Birthright citizenship is granted in the first sentence of the 14th Amendment: “All persons born or naturalized in the United States, and subject to the jurisdiction thereof, are citizens of the United States and of the state wherein they reside.”
When the 14th Amendment was ratified in 1868, it was meant to protect former slaves. One of three amendments passed during the Reconstruction era, it since has been used to protect Americans against an assortment of infringement cases.
A political ploy
Barr, a litigator at Perkins Coie in Phoenix, says what Trump wants to do isn’t possible. He suggested Trump’s comments were made to earn support from his base.
“Donald Trump can no more amend the Constitution by an executive order than he can order the sun to stop rising in the East in the morning,” he said.
“Those are all facts. They’re not open for dispute. They’re not open for debate.There are many things in life that are open for debate, but those things are not among them.”
Whether Trump moves his plan forward to enact an executive order is yet to be seen. He has made no mention of it since Axios released part of the interview.
‘It changes the subject’
“I am the kid President Trump is talking about,” said Jamie Casap, 50, of Phoenix, who was born in New York City when his mother was studying on a student visa.
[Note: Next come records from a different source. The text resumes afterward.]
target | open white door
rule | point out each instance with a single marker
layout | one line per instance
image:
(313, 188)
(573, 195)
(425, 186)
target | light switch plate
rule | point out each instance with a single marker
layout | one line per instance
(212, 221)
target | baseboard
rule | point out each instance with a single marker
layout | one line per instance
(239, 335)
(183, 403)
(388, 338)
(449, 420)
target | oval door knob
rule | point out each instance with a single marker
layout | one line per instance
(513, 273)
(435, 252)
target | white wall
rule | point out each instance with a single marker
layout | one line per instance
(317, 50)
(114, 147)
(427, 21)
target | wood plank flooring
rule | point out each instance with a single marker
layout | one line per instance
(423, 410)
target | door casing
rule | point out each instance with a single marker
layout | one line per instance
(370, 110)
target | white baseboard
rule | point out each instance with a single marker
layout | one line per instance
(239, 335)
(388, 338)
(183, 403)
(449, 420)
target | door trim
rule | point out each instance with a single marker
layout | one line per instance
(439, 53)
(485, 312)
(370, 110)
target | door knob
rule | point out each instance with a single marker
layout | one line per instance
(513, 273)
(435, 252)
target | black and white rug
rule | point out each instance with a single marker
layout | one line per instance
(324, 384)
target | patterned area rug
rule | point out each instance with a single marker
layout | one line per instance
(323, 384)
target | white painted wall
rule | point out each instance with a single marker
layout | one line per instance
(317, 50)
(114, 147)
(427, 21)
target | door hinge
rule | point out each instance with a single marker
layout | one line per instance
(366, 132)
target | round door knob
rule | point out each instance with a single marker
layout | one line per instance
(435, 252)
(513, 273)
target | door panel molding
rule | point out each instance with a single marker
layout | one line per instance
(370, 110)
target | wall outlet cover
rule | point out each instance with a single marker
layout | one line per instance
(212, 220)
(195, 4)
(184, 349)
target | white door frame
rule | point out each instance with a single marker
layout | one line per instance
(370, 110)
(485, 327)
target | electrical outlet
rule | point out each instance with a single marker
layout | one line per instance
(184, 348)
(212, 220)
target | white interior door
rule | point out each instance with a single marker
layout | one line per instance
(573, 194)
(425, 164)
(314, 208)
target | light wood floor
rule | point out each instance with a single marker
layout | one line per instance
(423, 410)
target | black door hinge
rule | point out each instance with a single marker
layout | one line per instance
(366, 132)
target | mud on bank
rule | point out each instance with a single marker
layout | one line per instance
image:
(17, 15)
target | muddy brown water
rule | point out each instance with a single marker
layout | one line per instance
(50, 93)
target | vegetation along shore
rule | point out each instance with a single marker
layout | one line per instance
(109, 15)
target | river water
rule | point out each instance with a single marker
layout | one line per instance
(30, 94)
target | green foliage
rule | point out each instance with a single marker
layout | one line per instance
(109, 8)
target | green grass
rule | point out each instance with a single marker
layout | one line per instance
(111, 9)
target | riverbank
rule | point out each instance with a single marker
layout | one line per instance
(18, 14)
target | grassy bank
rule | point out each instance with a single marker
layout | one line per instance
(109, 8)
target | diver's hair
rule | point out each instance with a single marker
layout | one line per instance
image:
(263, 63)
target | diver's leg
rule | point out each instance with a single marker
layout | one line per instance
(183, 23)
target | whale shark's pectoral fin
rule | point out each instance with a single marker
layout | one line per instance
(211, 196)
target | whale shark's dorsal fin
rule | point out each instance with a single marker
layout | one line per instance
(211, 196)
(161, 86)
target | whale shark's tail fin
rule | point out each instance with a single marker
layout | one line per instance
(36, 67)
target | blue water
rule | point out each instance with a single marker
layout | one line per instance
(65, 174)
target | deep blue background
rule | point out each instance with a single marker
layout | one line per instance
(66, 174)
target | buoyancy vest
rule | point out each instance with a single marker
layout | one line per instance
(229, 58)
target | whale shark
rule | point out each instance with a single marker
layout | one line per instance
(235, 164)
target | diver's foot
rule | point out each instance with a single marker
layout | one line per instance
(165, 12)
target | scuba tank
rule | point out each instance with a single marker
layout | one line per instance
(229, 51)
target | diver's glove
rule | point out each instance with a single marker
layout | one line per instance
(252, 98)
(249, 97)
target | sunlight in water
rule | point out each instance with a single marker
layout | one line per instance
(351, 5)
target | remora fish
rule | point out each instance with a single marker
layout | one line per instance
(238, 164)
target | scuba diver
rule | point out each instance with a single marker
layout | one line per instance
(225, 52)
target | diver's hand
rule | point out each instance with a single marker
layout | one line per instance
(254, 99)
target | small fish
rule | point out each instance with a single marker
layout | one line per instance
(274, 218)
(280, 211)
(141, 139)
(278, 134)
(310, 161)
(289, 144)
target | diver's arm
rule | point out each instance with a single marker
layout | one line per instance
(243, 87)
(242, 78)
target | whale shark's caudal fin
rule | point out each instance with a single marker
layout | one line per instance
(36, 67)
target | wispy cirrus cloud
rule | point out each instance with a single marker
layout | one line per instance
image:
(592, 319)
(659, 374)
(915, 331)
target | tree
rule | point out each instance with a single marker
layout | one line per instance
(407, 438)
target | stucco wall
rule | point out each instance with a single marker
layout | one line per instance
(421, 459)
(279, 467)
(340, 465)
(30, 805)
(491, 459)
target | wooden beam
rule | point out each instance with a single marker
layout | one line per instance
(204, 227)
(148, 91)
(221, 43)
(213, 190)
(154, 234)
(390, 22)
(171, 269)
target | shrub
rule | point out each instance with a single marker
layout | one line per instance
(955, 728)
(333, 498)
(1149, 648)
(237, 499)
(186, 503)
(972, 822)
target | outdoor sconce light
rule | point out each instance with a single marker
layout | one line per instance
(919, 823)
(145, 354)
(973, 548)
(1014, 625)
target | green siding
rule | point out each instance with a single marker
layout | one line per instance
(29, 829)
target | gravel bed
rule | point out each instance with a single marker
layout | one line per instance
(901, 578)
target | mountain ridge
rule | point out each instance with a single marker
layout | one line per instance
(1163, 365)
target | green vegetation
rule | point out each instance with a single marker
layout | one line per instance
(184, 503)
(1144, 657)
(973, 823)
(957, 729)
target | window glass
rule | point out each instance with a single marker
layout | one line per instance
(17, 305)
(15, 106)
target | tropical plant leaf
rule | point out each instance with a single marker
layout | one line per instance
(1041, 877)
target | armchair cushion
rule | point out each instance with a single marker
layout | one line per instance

She came to the U.S. from Argentina in 1965 and stayed illegally but eventually gained citizenship under Ronald Reagan’s amnesty program.
Casap also believes Trump’s comments are a stunt.
“He’s thinking about how to rally up his base,” he said. “He’s hitting all the hot issues. We were warned about this. It changes the subject.”
Birthright citizenship benefits the United States, Casap said, adding, “I have college degree, I have a master’s degree, I work at Google and I pay a lot of taxes.”
‘Trump is … getting things done’
Sean Donnelly, 33, of Phoenix, disagrees. He said U.S. immigration policy must change so that wages can rise.
“It won’t happen with third-worlders pouring into (U.S.) labor markets,” he said.
Donnelly’s parents immigrated to the U.S. from Scotland. His older brother was born before their parents got full citizenship.
“Love him or hate him, President Trump is actually getting things done,” Donnelly said.
“I’ve never seen a president try and accomplish so many milestones in my lifetime despite the entire media machine seemingly picking apart his every move.”